自分の席に向かおうとした僕の背中に、いきなり衝撃が走る。
「おい佑介!おたおめ!」
鼓膜を震わせるような大きな声とともに、幸一が僕の肩に腕を回してきた。
「⋯⋯おたおめ、って?」
「なんだよ、お前自分の誕生日忘れてんのかよ!今日、誕生日だろ?」
幸一がニカッと白い歯を見せて笑う。
その隣では、既に椅子に座って参考書を開いていた奥寺島が、眼鏡のブリッジを押し上げながら控えめに手を挙げた。
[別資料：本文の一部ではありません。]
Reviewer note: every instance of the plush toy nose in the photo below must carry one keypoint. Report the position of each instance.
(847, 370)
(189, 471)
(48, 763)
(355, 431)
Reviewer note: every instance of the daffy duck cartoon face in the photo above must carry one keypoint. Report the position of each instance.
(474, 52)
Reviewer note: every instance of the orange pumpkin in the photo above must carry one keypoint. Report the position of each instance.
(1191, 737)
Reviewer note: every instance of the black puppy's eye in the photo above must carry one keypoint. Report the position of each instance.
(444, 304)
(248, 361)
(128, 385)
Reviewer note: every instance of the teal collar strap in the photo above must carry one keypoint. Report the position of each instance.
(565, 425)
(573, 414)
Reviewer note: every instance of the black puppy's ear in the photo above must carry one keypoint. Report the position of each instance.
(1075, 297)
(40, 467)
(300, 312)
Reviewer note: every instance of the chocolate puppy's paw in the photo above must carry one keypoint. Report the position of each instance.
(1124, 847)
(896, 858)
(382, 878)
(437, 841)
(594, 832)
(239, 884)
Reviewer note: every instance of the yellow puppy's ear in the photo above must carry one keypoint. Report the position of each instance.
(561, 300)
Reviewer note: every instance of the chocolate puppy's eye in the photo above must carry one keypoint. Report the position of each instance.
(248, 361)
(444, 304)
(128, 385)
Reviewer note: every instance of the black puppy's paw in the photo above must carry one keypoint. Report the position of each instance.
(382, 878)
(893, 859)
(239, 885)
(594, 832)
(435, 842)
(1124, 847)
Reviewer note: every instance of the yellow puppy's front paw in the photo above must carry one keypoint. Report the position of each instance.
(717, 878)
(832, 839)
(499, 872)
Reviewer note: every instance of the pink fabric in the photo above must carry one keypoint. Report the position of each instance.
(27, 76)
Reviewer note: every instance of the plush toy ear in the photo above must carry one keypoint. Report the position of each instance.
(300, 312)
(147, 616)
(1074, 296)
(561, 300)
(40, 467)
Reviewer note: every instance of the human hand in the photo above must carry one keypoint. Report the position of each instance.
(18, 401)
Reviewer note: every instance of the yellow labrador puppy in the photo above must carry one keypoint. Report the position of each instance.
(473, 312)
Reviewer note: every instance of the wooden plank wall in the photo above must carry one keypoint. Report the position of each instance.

「おはよう、佑介。誕生日おめでとう。⋯⋯忘れてたのか?」
「⋯⋯ああ、完全に」
自分の誕生日なんて、母さんが生きていた頃以来、あまり意識したことがなかった。
父さんも出張でいないし、今朝の書き置きにもそんなことは書いてなかったから。
「まったく、主役がこれじゃあな。ってことで、今日の放課後は決まりだ」
幸一が親指で外を指差す。
「誕プレ、何がいいか考えたんだけどさ。お前の一番好きなやつ、駅前のダイナーズでハンバーガー奢ってやるよ。もちろん、ダブルチーズのデカいやつな!」
「あ、ずるいぞ荒谷。僕も同じことを考えていたんだ。じゃあ佑介、僕からはサイドメニューとドリンクを奢らせて。セットでフルコースにしよう」
島が平然とした顔で付け加える。
「⋯⋯二人とも、悪いな。ありがとう」
胸の奥が少しだけ、温かくなった気がした。
「三年の付き合いになる俺の彼女も「佑介くんにおめでとうって伝えといて!」って言ってたぜ。あーぁ、俺の誕生日の時もあいつ、可愛いメッセージカードくれたんだよなぁ⋯⋯」
さっそく始まった幸一の惚気話を、島が「はいはい、それはもういいから」と手慣れた様子で遮る。
「放課後、楽しみにしてるよ。今日は授業中、寝るなよ?」
島が冗談めかして笑う。
「⋯⋯善処するよ」
二人の笑い声に包まれていると、朝の重苦しい気分が少しだけ晴れていくようだった。
けれど。
ふわりと見えない花びらが落ちたような気がして。
僕は鼻先をかすめた桜の香りを振り払うように、強くシャーペンを握りしめた。